朝ごはん食堂を始めた高校生5人と協力者の田中さん(前列右)

作りたての和食定食

朝ごはん食堂を始めた高校生5人と協力者の田中さん(前列右) 作りたての和食定食

 1日に卒業式を終えた栃木県立大田原女子高3年生5人が13日、栄養バランスを考えた朝食を提供する「朝ごはん食堂」を山の手1丁目のレンタルスペース「てのかご」で始めた。大学進学を前に、「お世話になった地域の人たちに恩返しがしたい」と感謝を込めて企画した。和食と洋食の定食2種類を用意し、テークアウトにも対応する。営業日は15、20、22日。

 5人はこれまで、同スペースを運営する一般社団法人えんがお(山の手2丁目)が行う高齢者の生活支援事業や世代間交流イベントなどに参加してきた。その際、朝食はコンビニなどで簡易に済ませることが多く、「朝から栄養のあるご飯を手軽に食べられる場所があるといいなと感じた」という。
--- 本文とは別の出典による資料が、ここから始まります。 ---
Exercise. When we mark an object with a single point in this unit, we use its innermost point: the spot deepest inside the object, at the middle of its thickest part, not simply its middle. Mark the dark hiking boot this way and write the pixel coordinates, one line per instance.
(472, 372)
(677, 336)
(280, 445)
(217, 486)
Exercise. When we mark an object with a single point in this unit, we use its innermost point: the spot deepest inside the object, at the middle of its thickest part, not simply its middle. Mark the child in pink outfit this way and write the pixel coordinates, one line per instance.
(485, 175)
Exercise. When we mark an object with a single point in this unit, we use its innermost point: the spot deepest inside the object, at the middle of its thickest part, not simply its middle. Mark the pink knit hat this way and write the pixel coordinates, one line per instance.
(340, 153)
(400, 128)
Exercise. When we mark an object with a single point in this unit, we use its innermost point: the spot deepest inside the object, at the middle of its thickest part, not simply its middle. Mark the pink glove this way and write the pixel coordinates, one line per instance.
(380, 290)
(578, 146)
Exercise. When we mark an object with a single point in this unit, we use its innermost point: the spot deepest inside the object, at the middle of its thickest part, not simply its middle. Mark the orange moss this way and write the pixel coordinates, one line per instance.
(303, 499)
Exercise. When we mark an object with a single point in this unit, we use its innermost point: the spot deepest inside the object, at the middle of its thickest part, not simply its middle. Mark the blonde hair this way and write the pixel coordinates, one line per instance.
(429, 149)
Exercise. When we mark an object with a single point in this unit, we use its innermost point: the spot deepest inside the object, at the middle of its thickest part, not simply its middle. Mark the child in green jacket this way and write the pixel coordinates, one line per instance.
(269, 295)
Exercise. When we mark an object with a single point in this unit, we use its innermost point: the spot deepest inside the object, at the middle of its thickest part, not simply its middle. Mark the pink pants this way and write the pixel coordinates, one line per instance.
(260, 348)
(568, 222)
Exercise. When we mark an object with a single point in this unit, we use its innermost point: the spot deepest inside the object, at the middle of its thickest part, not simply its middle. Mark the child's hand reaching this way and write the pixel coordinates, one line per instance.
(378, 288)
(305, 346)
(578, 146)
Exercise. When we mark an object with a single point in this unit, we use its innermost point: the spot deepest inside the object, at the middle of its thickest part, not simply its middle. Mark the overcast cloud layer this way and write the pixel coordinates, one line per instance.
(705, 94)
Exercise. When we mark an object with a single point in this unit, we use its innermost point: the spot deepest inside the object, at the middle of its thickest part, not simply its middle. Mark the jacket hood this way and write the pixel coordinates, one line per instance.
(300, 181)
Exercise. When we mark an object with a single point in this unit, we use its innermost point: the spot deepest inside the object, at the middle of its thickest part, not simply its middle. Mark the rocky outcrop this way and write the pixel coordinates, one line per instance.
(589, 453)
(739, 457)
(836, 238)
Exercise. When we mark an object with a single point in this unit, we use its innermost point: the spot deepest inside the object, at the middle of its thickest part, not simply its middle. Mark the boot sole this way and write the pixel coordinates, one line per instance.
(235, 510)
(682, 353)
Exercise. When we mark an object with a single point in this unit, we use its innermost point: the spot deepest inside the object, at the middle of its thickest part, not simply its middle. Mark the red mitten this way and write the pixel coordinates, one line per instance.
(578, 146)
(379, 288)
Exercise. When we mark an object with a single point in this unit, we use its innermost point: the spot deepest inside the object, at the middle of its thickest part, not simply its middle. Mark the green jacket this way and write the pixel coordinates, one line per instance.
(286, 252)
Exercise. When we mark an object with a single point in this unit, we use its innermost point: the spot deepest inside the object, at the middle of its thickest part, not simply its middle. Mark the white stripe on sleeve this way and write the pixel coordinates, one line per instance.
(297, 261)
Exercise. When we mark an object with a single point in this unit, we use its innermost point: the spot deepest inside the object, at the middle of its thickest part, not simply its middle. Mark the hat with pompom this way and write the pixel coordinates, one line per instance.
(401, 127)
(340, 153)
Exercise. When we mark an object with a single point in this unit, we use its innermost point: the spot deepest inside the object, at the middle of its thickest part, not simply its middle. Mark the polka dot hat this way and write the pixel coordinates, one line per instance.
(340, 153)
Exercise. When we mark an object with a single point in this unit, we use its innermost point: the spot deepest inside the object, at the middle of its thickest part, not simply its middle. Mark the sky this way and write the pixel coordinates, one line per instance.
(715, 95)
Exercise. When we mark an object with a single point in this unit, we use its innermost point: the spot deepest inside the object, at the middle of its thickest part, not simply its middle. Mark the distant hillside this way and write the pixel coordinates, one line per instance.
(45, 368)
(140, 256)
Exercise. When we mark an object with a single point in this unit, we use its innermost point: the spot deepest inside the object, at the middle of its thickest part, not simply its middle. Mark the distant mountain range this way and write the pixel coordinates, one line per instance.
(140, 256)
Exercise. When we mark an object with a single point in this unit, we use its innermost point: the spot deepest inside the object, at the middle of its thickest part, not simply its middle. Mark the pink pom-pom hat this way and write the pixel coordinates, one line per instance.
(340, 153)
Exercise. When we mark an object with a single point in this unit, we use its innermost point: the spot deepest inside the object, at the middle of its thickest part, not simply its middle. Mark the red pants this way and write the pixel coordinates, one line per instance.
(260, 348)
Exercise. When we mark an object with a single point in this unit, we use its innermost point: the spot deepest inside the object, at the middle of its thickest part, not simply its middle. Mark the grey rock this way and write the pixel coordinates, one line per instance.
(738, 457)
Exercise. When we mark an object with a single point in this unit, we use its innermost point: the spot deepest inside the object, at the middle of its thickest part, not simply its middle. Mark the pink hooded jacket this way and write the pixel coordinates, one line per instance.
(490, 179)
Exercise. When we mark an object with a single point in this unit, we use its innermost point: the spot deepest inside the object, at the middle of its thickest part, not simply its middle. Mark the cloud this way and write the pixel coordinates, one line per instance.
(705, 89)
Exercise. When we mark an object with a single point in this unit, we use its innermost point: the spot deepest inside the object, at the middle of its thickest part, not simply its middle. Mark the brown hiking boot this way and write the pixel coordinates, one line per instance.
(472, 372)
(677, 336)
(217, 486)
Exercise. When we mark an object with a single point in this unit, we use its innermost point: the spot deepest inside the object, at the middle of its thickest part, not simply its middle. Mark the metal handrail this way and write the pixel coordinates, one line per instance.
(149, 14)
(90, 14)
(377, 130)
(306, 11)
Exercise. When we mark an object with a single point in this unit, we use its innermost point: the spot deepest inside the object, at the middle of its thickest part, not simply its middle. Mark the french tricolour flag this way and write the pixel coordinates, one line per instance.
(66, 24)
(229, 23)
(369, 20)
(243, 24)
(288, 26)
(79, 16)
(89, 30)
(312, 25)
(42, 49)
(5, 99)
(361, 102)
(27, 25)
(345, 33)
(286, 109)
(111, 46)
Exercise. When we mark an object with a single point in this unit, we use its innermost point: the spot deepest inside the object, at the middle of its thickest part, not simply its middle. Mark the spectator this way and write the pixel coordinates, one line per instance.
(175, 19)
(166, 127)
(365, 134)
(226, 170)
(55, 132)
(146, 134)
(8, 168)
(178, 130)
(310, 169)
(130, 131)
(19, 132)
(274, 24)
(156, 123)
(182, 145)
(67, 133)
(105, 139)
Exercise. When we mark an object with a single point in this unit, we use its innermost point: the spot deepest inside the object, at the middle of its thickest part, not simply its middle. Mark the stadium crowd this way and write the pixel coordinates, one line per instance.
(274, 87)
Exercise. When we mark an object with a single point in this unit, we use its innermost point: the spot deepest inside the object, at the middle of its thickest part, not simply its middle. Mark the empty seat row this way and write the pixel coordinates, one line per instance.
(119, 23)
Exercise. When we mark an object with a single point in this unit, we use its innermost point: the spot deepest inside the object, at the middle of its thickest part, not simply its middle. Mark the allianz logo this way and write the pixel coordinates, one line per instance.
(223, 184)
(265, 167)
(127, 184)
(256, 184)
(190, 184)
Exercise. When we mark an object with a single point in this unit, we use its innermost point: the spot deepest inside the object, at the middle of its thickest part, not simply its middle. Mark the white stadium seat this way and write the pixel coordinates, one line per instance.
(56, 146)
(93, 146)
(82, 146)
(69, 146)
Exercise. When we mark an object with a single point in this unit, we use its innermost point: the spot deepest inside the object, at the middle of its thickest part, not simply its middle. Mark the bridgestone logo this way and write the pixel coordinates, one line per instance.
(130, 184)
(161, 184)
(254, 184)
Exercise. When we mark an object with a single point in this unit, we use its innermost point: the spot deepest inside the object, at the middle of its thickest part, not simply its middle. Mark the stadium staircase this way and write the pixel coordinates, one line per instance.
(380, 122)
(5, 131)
卒業式を終え、高校生活の区切りとして「自分たちでやりたいことに挑戦してみよう」と考えた。

 13日は、おにぎりと豚汁、卵焼き、漬物の和食定食、サンドイッチとクラムチャウダー、目玉焼き、ウインナーソーセージの洋食定食を用意。前日から下準備し、当日は近くに住む田中(たなか)キクエさん(81)の協力の下、注文を受けてからおにぎりや卵焼きを作って熱々を提供した。

 和食定食を選んだ鹿沼市日吉町、会社員山中隆弘(やまなかたかひろ)さん(29)は「朝からこんなに栄養のあるご飯を食べたのは久しぶり。おいしかったです」と喜んでいた。

 メンバーの鈴木千夏(すずきちなつ)さん(18)は「ご飯が炊けていなかったり材料が足りなくなったりして、バタバタしたけど楽しかった」、林杏菜(はやしあんな)さん(18)は「感謝の気持ちが伝わるように、次はもっとお客さんとのコミュニケーションを大事にしたい」と話している。

 午前7~9時(22日は同8~10時)。1食大人500円、学生300円。